Les navires chrétiens avaient la faculté, en principe, d’aborder dans tous les ports du Maghreb, certains d’y trouver bon accueil, les traités leur donnaient le droit s’y établir, et de s’adresser aux officiers douaniers du Sultan. En tout temps, il leur était loisible de s’y fournir des vivres, de l’eau et des agrès nécessaires à la navigation. Lors des tempêtes ou en cas de force majeure, ils pouvaient même y chercher un abri et y séjourner en sécurité.

Cependant, il ne leur était point permis de se livrer partout et sur tous les points à des actes de commerce. Le séjour pour affaire de négoce et pour toutes les opérations des ventes et des achats n’était possible, que dans les ports où existaient des douanes du makhzen111. Nulle part nous ne trouvons la désignation précise des lieux pourvus de bureaux de recettes douanières, et par cela ouverts au commerce chrétien. Il a pu y avoir même à cet égard plusieurs changements survenus par l’ouverture ou la suppression de quelques bureaux de douane. Mais on peut considérer les villes suivantes comme ayant ou presque toujours eu une administration ou au moins une perception des droits de douane, et par conséquent des comptoirs chrétiens : Arzilla, Tanger, Ceuta, Badis, Alcudia (l’une et l’autre communiquant à Fès), Bone, Oran, Bougie, Tunis, Sfax, El Mehdia, Gabes et Tripoli. C’est là où furent les centres principaux de dédouanement.

Des facteurs spéciaux gardaient les approvisionnements déposés dans les foundouks, disposaient d’avance les marchés, faisaient venir les marchandises éloignées et préparaient les comptes avec la douane, afin que les navires eussent à séjourner le moins possible dans le port et se rendre sans trop tarder aux escales suivantes. Le texte des accords indique rarement les ports d’accostage nominativement pour les navires de commerce. Seul, peut être, le traité signé par Abou Youssouf Yacoub, de 1186, désigne aux pisans comme escales et marchés exclusifs les ports de Ceuta, Oran, Bougie, Tunis et Almeria. L’interdiction de jeter l’ancre sur tout autre point du littoral Almohade, si ce n’était pour une impérieuse nécessité, est articulée dans les traités avec une rigueur particulière : les biens des transgresseurs devaient être confisqués, leurs personnes abandonnées à la merci du Sultan.

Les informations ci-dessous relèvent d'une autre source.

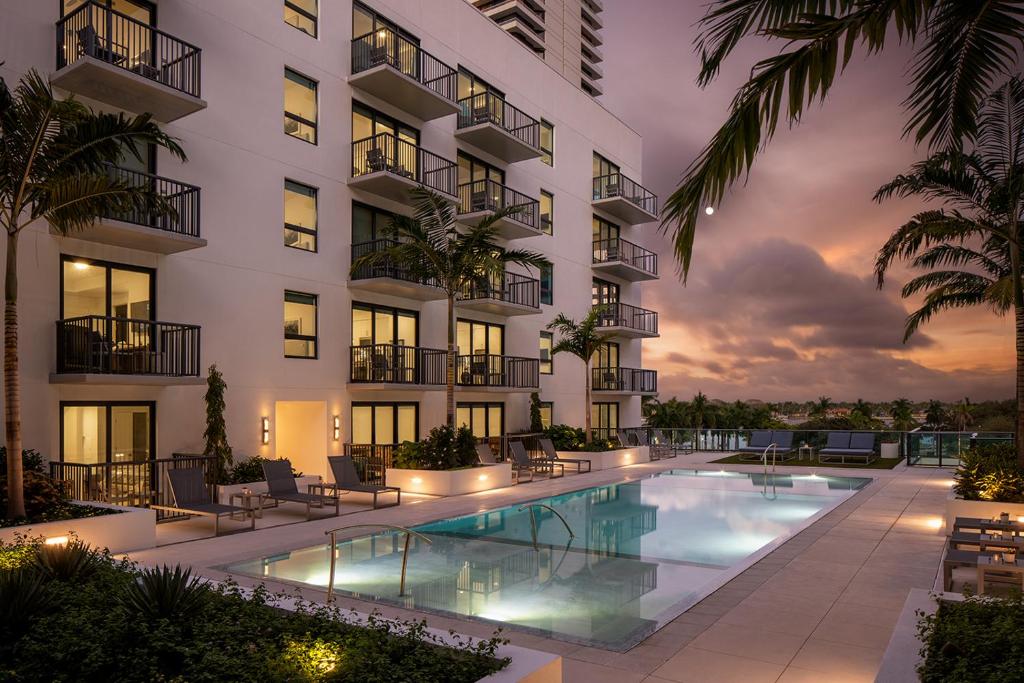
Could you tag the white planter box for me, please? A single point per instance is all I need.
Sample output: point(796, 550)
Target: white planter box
point(608, 459)
point(451, 482)
point(957, 507)
point(224, 493)
point(132, 528)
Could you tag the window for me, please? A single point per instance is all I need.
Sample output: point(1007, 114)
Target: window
point(547, 413)
point(547, 212)
point(300, 325)
point(484, 420)
point(300, 107)
point(548, 142)
point(547, 284)
point(604, 419)
point(302, 15)
point(300, 216)
point(385, 423)
point(94, 432)
point(547, 360)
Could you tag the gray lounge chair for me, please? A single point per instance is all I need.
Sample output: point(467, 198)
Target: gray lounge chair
point(282, 488)
point(841, 445)
point(521, 462)
point(347, 478)
point(192, 497)
point(549, 451)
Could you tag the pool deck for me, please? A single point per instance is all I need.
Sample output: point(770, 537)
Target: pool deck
point(820, 607)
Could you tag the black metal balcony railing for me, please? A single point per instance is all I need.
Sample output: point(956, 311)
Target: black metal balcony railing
point(384, 46)
point(616, 184)
point(508, 288)
point(394, 364)
point(492, 196)
point(624, 379)
point(626, 315)
point(386, 152)
point(137, 483)
point(181, 197)
point(488, 370)
point(94, 31)
point(127, 346)
point(606, 251)
point(386, 269)
point(488, 108)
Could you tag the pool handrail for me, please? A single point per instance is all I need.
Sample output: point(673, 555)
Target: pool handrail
point(404, 553)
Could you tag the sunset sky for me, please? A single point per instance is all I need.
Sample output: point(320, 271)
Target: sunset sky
point(780, 302)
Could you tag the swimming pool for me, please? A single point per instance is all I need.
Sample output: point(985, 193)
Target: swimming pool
point(643, 552)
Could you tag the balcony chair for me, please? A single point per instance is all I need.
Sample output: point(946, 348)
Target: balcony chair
point(282, 488)
point(190, 496)
point(346, 478)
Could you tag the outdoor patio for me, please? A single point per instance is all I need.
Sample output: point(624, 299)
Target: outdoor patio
point(819, 607)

Dans le reste des cas, les traités se bornaient à préciser que les marchandises devaient être débarquées dans les lieux où ils avaient coutume de se rendre (in locis consuetis). Ils ajoutaient ordinairement qu’à moins de circonstances urgentes, telles que le manque de vivres, le danger d’une tempête ou la poursuite de l’ennemi, il leur était interdit de jeter l’ancre en aucun autre point de la côte.